Creating weighted-combo tensor

At some point in my network I have 3 tensors (x1, x2, x3) that I would like to sum with a learned weighting scheme. Although trying to be explicit that my ‘host_weights’ vector of 3 weights requires a gradient it doesn’t seem to get updated at all:

    def __init__(self, **kwargs):
        ....                      
        self.register_parameter(name='host_weights', param=nn.Parameter(torch.randn(3, requires_grad=True)))
        

    def forward(self, x1, x2, x3):

        x1 = self.resnet_x1(x1)
        x2 = self.resnet_x2(x2)
        x3 = self.resnet_x3(x3)
        
        weights_scaled = F.softmax(self.host_weights, dim=0)
        print(self.host_weights)
        x = weights_scaled[0]*x1 + weights_scaled[1]*x2 + weights_scaled[2]*x3
        ...

However:

Parameter containing:
tensor([-0.8687, -0.4497, -0.9619], device=‘cuda:0’, requires_grad=True)
Parameter containing:
tensor([-0.8687, -0.4497, -0.9619], device=‘cuda:0’, requires_grad=True)
Parameter containing:
tensor([-0.8687, -0.4497, -0.9619], device=‘cuda:0’, requires_grad=True)
Parameter containing:
tensor([-0.8687, -0.4497, -0.9619], device=‘cuda:0’, requires_grad=True)

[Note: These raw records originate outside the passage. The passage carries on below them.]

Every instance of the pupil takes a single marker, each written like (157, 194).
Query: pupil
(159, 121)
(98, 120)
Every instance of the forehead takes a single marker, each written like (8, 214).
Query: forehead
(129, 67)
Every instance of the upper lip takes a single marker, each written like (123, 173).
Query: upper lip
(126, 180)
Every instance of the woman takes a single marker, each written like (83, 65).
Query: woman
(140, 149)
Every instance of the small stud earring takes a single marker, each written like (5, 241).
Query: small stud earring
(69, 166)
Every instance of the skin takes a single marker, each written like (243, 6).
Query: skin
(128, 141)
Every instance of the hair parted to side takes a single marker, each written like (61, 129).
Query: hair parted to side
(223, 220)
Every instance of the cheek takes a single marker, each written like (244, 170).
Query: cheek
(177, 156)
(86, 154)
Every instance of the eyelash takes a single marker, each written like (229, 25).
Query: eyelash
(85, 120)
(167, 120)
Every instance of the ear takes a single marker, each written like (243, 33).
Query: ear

I’m not sure why however, could the indexing be creating a break in autograd?

It should’t break the computation graph. Applying softmax and then indexing the weights is a valid sequence of ops. Additional code would be helpful (the whole forward pass and training loop) to solve the issue.

1 Like

Ah it was a silly error elsewhere where optimizer. zero_grad() was above optimizer. step() killing my gradient!